秋には赤い実をつけ、鳥たちが好んで食べる。人間の食用にもなる。
カミキリムシの仲間
コガネムシの仲間
博物館周辺の自然:ヨコヅナサシガメ
学名:Agriosphodrus dohrni
カメムシ目(半翅目)サシガメ科
カメムシの仲間は草食性のものが多いが、サシガメと呼ばれる肉食性の一群がいる。その中でも日本では大型の種(とはいうものの明治以降に中国から入ってきた移入種と考えられている)。幼虫はサクラの幹などで集団越冬し、この時期に羽化するが、羽化直後は体が固まるまでは写真のように真っ赤。

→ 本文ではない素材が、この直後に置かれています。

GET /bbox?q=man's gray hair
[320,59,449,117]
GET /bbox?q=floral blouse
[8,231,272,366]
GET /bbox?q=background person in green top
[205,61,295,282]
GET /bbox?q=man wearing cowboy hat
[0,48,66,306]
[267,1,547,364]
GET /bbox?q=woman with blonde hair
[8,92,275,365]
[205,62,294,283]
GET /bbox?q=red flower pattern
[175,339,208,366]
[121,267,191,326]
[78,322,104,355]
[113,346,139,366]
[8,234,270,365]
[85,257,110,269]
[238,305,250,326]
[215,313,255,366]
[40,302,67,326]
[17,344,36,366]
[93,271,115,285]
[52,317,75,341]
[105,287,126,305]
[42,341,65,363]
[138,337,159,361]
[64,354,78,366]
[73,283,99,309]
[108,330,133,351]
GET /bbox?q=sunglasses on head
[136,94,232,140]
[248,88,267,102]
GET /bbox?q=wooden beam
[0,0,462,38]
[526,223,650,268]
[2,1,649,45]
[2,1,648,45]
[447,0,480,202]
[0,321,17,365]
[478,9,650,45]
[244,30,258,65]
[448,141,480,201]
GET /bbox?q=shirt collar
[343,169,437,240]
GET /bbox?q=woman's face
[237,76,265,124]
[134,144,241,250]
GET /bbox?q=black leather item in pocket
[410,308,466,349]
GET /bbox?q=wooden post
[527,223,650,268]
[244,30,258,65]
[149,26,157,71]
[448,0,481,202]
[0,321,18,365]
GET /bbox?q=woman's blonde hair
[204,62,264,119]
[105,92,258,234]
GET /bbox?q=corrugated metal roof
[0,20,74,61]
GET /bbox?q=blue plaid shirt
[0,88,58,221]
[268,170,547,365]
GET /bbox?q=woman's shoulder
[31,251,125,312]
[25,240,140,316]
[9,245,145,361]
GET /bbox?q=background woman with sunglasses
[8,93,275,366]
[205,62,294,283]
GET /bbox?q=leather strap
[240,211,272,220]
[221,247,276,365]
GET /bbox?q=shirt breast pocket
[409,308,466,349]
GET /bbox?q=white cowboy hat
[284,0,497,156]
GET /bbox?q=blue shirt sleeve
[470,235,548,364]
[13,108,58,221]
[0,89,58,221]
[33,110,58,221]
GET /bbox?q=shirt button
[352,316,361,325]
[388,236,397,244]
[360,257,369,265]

※不用意に触れるとエサの体液を吸うための口吻(こうふん)で刺されることもあるのでご注意ください!
博物館周辺の自然:ヒゲナガハナバチ
ニッポンヒゲナガハナバチ 学名:Eucera nipponensis
シロスジヒゲナガハナバチ 学名:Eucera spurcatipes
ハチ目(膜翅目)ミツバチ科
花に集まるハチの仲間でオスは長い触角が特徴的。長野県には4種類生息していて、アルプス公園で確認したのは今のところこの2種。南駐車場のドウダンツツジや博物館裏のカラスノエンドウに来ていた。
センダイムシクイ
山と自然博物館山と自然博物館山と自然博物館山と自然博物館山と自然博物館
センダイムシクイ 学名:Philloscops coronatus
スズメ目ムシクイ科
この時期、公園内のいたるところで林の中から「チヨチヨビィー」という鳴き声が聞こえてきます。その正体はこのセンダイクシクイです。「虫食い」の名前のとおり葉や枝についている昆虫を食べるムシクイ類の一種で、日本には繁殖のために渡って来る夏鳥です。特徴的な鳴き声(さえずり)をしていますが、木々の間をかなりの頻度で移動しながらさえずるため、姿をとらえるのはなかなか難しいです。
キビタキ
キビタキ 学名:Ficedula narcissina
スズメ目ヒタキ科
林の中から聞こえてくる、笛の音のような鳴き声。その主は黒に美しい黄色が映える小鳥、キビタキのオスでした。繁殖のために日本にやってくる夏鳥で、5~7月にかけて縄張り宣言やメスを呼ぶためにさえずります。林の中でさえずりの聞こえる方向を注意深く見れば、その美しい姿を観察できるかもしれません。
カリン(バラ科)
場所:古民家前
カリンといえば、秋の黄色い大きな果実が印象的ですが、春には淡桃色の可憐な花を咲かせます。カリンの実は酸味が強く硬いのでそのままでは食べられません。砂糖漬けやカリン酒として楽しみます。また、咳止めなどの薬効があるので、のど飴に用いられたりします。
フキ(キク科)
場所:森の入口里間
風が吹くとふわふわと綿毛が舞うので、タンポポかな、と辺りを見回したところ、その正体はフキでした。フキは雌雄異株で、白っぽいのが雌株、黄色っぽいのが雄株。フキノトウの時は地際に生えていますが、その後スルスルと茎が伸びます。特に雌花は高く伸び、結実した実が綿毛で飛びます。
ゴウダソウ(アブラナ科)
ショカッサイに似ているけど、それより赤みが強い紫色で、どことなく違います。最も違いが分かるのは果実。ショカッサイが細長い果実をつけるのに対し、ゴウダソウは平たくなります。そして熟すと薄く中が透けて銀色に輝くようなところから、別名、銀扇草(ぎんせんそう)や銀貨草(ぎんかそう)とも呼ばれています。
ウスバシロチョウ(アゲハチョウ科)
学名:Parnassius citrinarius
食草:ムラサキケマン 出現時期:5月~6月中旬
「シロチョウ」と名が付くがアゲハチョウの仲間で、別名ウスバアゲハ。その名の通り、半透明の白い翅が特徴。アルプス公園でも時期になると大量に発生し、吸蜜中に近づいてもあまり逃げないのでじっくり観察できる。